Larry Hensley - January 24, 2017 - Report this comment
Ok, sorry. Assumed since you had commented before that it was referring to my comment. Since it's irrelevant to your comment I'll have it removed.
@Been There - January 24, 2017 - Report this comment
Stop making excuses and pull yourself up by your bootstraps. Isn't it sad that Black people can march in huge numbers to protest and commit crimes post-election, but we're too lazy on election night to vote in bigger numbers that Obama requested?

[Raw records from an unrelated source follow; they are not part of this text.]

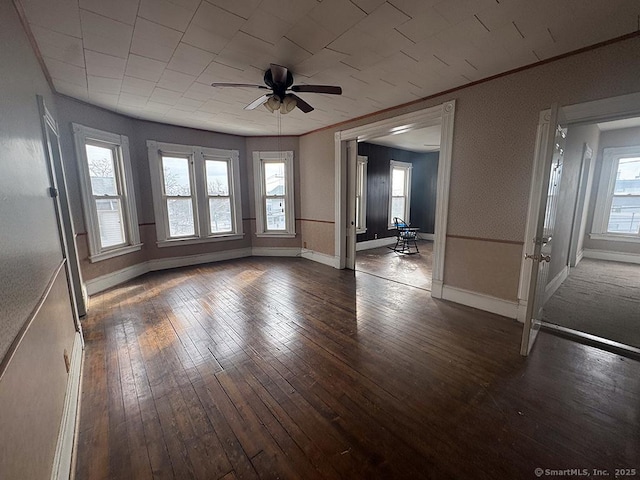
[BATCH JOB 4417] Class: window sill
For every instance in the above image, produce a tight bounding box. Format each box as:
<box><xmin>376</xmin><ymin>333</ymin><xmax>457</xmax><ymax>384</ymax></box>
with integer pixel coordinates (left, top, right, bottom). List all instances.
<box><xmin>89</xmin><ymin>243</ymin><xmax>142</xmax><ymax>263</ymax></box>
<box><xmin>589</xmin><ymin>233</ymin><xmax>640</xmax><ymax>243</ymax></box>
<box><xmin>256</xmin><ymin>232</ymin><xmax>296</xmax><ymax>238</ymax></box>
<box><xmin>156</xmin><ymin>233</ymin><xmax>244</xmax><ymax>248</ymax></box>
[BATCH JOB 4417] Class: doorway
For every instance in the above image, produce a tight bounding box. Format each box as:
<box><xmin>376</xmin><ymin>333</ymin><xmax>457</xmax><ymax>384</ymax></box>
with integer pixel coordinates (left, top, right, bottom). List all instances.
<box><xmin>355</xmin><ymin>125</ymin><xmax>441</xmax><ymax>291</ymax></box>
<box><xmin>335</xmin><ymin>101</ymin><xmax>455</xmax><ymax>298</ymax></box>
<box><xmin>520</xmin><ymin>94</ymin><xmax>640</xmax><ymax>356</ymax></box>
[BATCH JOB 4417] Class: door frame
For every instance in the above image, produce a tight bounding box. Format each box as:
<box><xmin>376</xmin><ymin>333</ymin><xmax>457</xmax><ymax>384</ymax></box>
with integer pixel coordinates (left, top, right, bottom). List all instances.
<box><xmin>334</xmin><ymin>100</ymin><xmax>455</xmax><ymax>298</ymax></box>
<box><xmin>517</xmin><ymin>92</ymin><xmax>640</xmax><ymax>323</ymax></box>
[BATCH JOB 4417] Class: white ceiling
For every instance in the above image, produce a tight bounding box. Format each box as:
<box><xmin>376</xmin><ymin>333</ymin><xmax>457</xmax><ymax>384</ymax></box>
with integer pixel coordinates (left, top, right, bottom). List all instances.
<box><xmin>14</xmin><ymin>0</ymin><xmax>640</xmax><ymax>135</ymax></box>
<box><xmin>367</xmin><ymin>125</ymin><xmax>442</xmax><ymax>152</ymax></box>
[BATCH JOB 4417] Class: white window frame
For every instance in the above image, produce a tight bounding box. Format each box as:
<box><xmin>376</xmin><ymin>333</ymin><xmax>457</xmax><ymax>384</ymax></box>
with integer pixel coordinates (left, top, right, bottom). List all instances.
<box><xmin>147</xmin><ymin>140</ymin><xmax>244</xmax><ymax>247</ymax></box>
<box><xmin>253</xmin><ymin>151</ymin><xmax>296</xmax><ymax>238</ymax></box>
<box><xmin>589</xmin><ymin>145</ymin><xmax>640</xmax><ymax>243</ymax></box>
<box><xmin>356</xmin><ymin>155</ymin><xmax>369</xmax><ymax>233</ymax></box>
<box><xmin>72</xmin><ymin>123</ymin><xmax>142</xmax><ymax>263</ymax></box>
<box><xmin>388</xmin><ymin>160</ymin><xmax>413</xmax><ymax>229</ymax></box>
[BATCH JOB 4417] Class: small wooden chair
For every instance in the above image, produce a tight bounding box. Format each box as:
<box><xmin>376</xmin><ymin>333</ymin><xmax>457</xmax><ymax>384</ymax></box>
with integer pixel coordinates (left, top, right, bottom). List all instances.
<box><xmin>392</xmin><ymin>217</ymin><xmax>420</xmax><ymax>255</ymax></box>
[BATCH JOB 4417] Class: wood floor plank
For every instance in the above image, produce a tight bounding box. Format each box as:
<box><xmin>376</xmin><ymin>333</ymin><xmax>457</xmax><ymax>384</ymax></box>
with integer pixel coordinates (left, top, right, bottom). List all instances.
<box><xmin>76</xmin><ymin>257</ymin><xmax>640</xmax><ymax>480</ymax></box>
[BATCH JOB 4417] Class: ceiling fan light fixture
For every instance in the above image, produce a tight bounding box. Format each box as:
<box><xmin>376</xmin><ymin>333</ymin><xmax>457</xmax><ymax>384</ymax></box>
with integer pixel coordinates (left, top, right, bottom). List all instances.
<box><xmin>264</xmin><ymin>95</ymin><xmax>282</xmax><ymax>113</ymax></box>
<box><xmin>280</xmin><ymin>95</ymin><xmax>298</xmax><ymax>113</ymax></box>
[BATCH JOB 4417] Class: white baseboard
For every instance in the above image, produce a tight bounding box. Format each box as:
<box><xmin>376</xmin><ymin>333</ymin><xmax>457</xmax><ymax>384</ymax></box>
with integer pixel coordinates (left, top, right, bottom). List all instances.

Patrick - January 25, 2017 - Report this comment
Wyandotte County, Kansas, where I was born and raised, and where I still live, is about 1/3 White, 1/3 Black, and 1/3 Hispanic, mostly Mexican. The White population has been declining, while the proportion of Hispanics increases. Black people have always been part of my landscape. We tend to think of ourselves as a community, rather than as separate "races". Most people around here are too busy to take part in demonstrations, and when they do, it's more likely to involve taxes or other economic issues. We can speak directly to the mayor and police chief if we want to. I may not have an internal understanding of "the Black man", but I know and get along fine with Black men and women and Hispanic men and women. I even manage to convince them that I can speak Spanish. Kansas City, Missouri, just across the bridge, has more grievances and places for the much larger population to demonstrate. The police escort them and keep order Last rioting was in 1968. A gay friend who moved back here after living for 20 some years in Dallas said that Kansas City was one of the friendliest and accepting places he had lived in. That goes for both sides of State Line Road. Note too: Wyandotte County is predominantly Democrat, to the point of being a one-party community. I have never seen a Republican on a local election ballot. Likewise, the women I saw marching on TV were nearly all White.
Patrick - January 25, 2017 - Report this comment
As were all the rioters I saw after the inauguration.
Been There - January 25, 2017 - Report this comment
The current racial breakdown for Wyandotte County, Kansas is 54% White, 26% Hispanic, and 25% Black. In 1970, probably around the time you were born, the figures were 79%, 3%, and 11%, respectively. But even this does not take into account neighborhood segregation (ghettos), which had a great influence on the local separation of races in housing and public schools where I grew up.
Patrick - January 25, 2017 - Report this comment
Did you live in Wyandotte County at one time? I've heard Mayor/CEO Mark Holland use the 1/3 split at a recent community forum. For the record, I was born in 1953. By 1970 I was on the brink of graduating from Bishop Ward High School. Racial tensions were high at the time and there were a lot of places that were or at least were perceived to be unsafe. The riots on the Missouri side were fresh in everyone's memory. The KCK government and the School Board acted quickly to defuse some of the anger over the assassination of Dr King. There was a curfew, during which I remember playing in the middle of normally-busy 18th Street. After years of decline, the murder rate has begun to climb again. Two police officers were killed in 2016 and there was a triple homicide by an illegal immigrant who killed another man near St Louis, Missouri before being captured. I don't have a lot of places to compare my hometown to, but I don't generally feel unsafe anywhere in the city. Being a veteran of "The Dotte" transcends so-called racial divisions. The original settlers of the county were a mixed group of Huron, English, German, and Black people. One of the Chiefs of the Wyanodot Nation still lives in KCK and the tribe operates a casino in downtown, next to the historic Huron Cemetery on 7th Street.